A new world auction record was set for the French artist Maurice de Vlaminck (1876-1958), at Christie's New York on Wednesday (May 4) night. The vividly-hued 1905 landscape Paysage De Banlieue, a fitting tribute to springtime in New York, sold for $22,482,500 (£13,489,500/€15,063,275).
The magnificent Fauvist landscape - a highlight of the pre-sale exhibition - was fought over by multiple bidders before a rapt audience. Conor Jordan, head of Impressionist & Modern Art at Christie's New York, won the lot after four minutes of bidding on behalf of an unidentified client on the phone.
![]() The incredibly vibrant Paysage de Banlieue |
It bested the previous auction record for the artist of $10,756,419, set in 1990 for his work Les Pecheurs a Nanterre, of 1905-1906.

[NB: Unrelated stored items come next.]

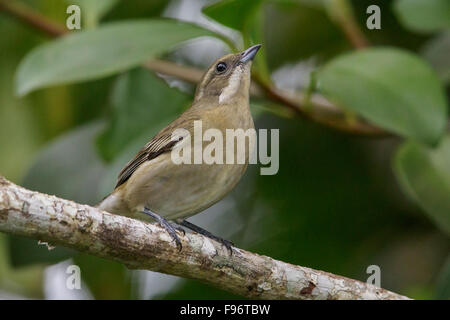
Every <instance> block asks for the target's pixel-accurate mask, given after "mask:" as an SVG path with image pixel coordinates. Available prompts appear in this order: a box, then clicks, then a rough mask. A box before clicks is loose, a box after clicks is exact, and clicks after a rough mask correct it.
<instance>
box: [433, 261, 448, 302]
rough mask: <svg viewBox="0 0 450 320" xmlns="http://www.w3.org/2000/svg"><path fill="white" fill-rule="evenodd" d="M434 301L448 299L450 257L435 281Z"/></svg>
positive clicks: (444, 264) (444, 265)
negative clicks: (436, 283)
mask: <svg viewBox="0 0 450 320" xmlns="http://www.w3.org/2000/svg"><path fill="white" fill-rule="evenodd" d="M435 298H436V299H440V300H444V299H446V300H448V299H450V255H449V256H448V257H447V261H446V262H445V263H444V265H443V266H442V269H441V271H440V272H439V276H438V279H437V285H436V297H435Z"/></svg>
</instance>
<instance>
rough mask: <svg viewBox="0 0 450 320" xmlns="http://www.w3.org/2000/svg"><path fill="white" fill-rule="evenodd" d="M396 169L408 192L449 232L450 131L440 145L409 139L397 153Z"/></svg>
mask: <svg viewBox="0 0 450 320" xmlns="http://www.w3.org/2000/svg"><path fill="white" fill-rule="evenodd" d="M394 171H395V173H396V175H397V178H398V180H399V182H400V185H401V186H402V187H403V189H404V190H405V192H406V193H407V194H408V195H409V196H410V197H411V198H412V199H413V200H414V201H416V202H417V203H418V204H419V205H420V206H421V207H422V208H423V209H424V210H425V211H426V212H427V213H428V214H429V215H430V217H431V218H432V219H433V221H434V222H435V223H436V224H437V225H438V226H439V227H440V228H441V229H442V230H444V231H446V232H447V233H448V234H450V135H446V136H445V138H444V139H443V140H442V142H441V144H440V145H439V147H438V148H437V149H430V148H428V147H425V146H423V145H421V144H419V143H417V142H413V141H411V142H407V143H406V144H404V145H403V146H402V147H401V148H400V149H399V150H398V152H397V154H396V156H395V161H394Z"/></svg>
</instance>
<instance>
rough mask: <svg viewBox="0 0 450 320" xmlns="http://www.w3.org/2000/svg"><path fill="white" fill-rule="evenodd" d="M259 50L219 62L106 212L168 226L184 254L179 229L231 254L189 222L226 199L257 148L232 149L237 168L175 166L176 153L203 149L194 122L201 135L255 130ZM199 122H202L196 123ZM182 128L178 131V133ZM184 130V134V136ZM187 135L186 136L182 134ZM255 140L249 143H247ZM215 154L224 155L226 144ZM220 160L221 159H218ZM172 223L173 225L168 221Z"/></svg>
mask: <svg viewBox="0 0 450 320" xmlns="http://www.w3.org/2000/svg"><path fill="white" fill-rule="evenodd" d="M260 47H261V45H256V46H253V47H250V48H249V49H247V50H245V51H243V52H241V53H237V54H228V55H226V56H224V57H222V58H220V59H218V60H216V61H215V62H214V63H213V64H212V65H211V66H210V67H209V69H208V70H207V71H206V73H205V74H204V75H203V78H202V80H201V82H200V84H199V85H198V87H197V90H196V92H195V98H194V101H193V103H192V105H191V107H190V108H189V109H187V110H186V111H185V112H184V113H183V114H181V115H180V116H179V117H178V118H177V119H175V120H174V121H173V122H172V123H170V124H169V125H167V126H166V127H165V128H164V129H162V130H161V131H160V132H159V133H158V134H157V135H156V136H155V137H153V138H152V139H151V140H150V141H149V142H148V143H147V144H146V145H145V146H144V148H143V149H142V150H140V151H139V152H138V153H137V154H136V156H135V157H134V159H133V160H131V161H130V162H128V163H127V165H126V166H125V168H123V169H122V171H121V172H120V173H119V176H118V179H117V184H116V186H115V189H114V191H113V192H112V193H111V194H110V195H108V196H107V197H106V198H105V199H103V201H102V202H101V203H100V204H99V205H98V207H99V208H100V209H102V210H105V211H108V212H111V213H115V214H120V215H125V216H130V217H134V218H139V219H143V218H144V217H146V216H147V217H148V216H149V217H151V218H153V219H154V220H156V221H158V222H159V224H160V225H161V226H162V227H164V228H165V229H166V230H167V232H168V233H169V234H170V235H171V237H172V238H173V239H174V240H175V242H176V244H177V246H178V247H179V249H180V250H181V242H180V240H179V238H178V236H177V234H176V231H175V230H179V231H183V233H184V230H183V229H182V228H180V227H179V225H181V226H183V227H186V228H188V229H191V230H193V231H195V232H198V233H200V234H203V235H205V236H207V237H209V238H212V239H215V240H217V241H219V242H221V243H222V244H224V245H225V246H226V247H227V249H229V250H230V252H231V246H232V243H231V242H229V241H227V240H224V239H222V238H219V237H216V236H214V235H213V234H211V233H209V232H208V231H206V230H204V229H202V228H200V227H198V226H196V225H194V224H192V223H190V222H188V221H186V220H185V218H187V217H190V216H192V215H195V214H196V213H199V212H200V211H203V210H205V209H206V208H208V207H210V206H212V205H213V204H214V203H216V202H218V201H219V200H221V199H222V198H223V197H224V196H225V195H227V194H228V193H229V192H230V191H231V190H232V189H233V188H234V187H235V185H236V184H237V183H238V181H239V180H240V178H241V177H242V175H243V174H244V172H245V170H246V168H247V165H248V160H249V154H250V152H251V149H252V148H253V143H252V142H251V141H249V142H248V145H247V147H248V149H247V152H245V154H244V161H243V162H241V163H237V161H236V159H237V158H238V157H239V155H240V153H242V150H237V148H233V150H232V152H234V155H233V156H234V159H235V161H234V163H229V162H228V161H225V160H224V161H223V162H222V163H223V164H220V163H212V164H210V163H205V161H203V162H202V163H198V164H197V163H192V162H191V164H188V163H181V164H178V163H175V162H174V160H173V153H174V152H180V150H182V149H183V148H184V151H186V150H188V151H191V155H194V154H195V152H196V151H198V150H200V152H201V150H202V149H204V148H205V146H206V145H207V143H206V142H205V141H202V142H201V143H200V144H198V143H195V142H194V143H191V142H192V137H194V134H195V133H194V127H195V125H196V123H197V124H198V123H201V127H202V130H203V132H205V131H206V130H208V129H216V130H218V131H219V132H220V133H222V134H223V137H226V131H227V129H234V130H236V129H242V130H244V131H246V130H247V129H254V124H253V119H252V116H251V113H250V109H249V89H250V68H251V63H252V60H253V58H254V56H255V55H256V53H257V52H258V50H259V48H260ZM198 121H200V122H198ZM177 129H178V130H177ZM180 129H183V130H181V133H180ZM183 132H184V134H183ZM249 140H251V139H249ZM221 148H222V149H218V150H216V151H215V152H219V151H223V154H224V155H225V153H226V148H225V143H224V144H223V146H221ZM215 155H216V156H217V154H215ZM169 221H171V222H169Z"/></svg>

With a pre-sale low estimate of $18 million, the Fauve masterpiece by the celebrated French landscape painter — universally lauded as the "wildest of the Fauves" (or "wild beasts" as they were dubbed by the art critic Louis Vauxcelles) — exhibits pure, unmodulated colour and expressive brushwork. Painted in 1905, Paysage de banlieue, shows Vlaminck working at the height of his creative powers, with his classical training in form and composition melding seamlessly with his innovative approach to color and paint handling.
Earlier in the sale, a new world auction record was set for Maximilien Luce (1858-1941) when his Notre-Dame de Paris, an oil on canvas painted in 1900, sold for $4,226,500 (£2,535,900/€2,831,755).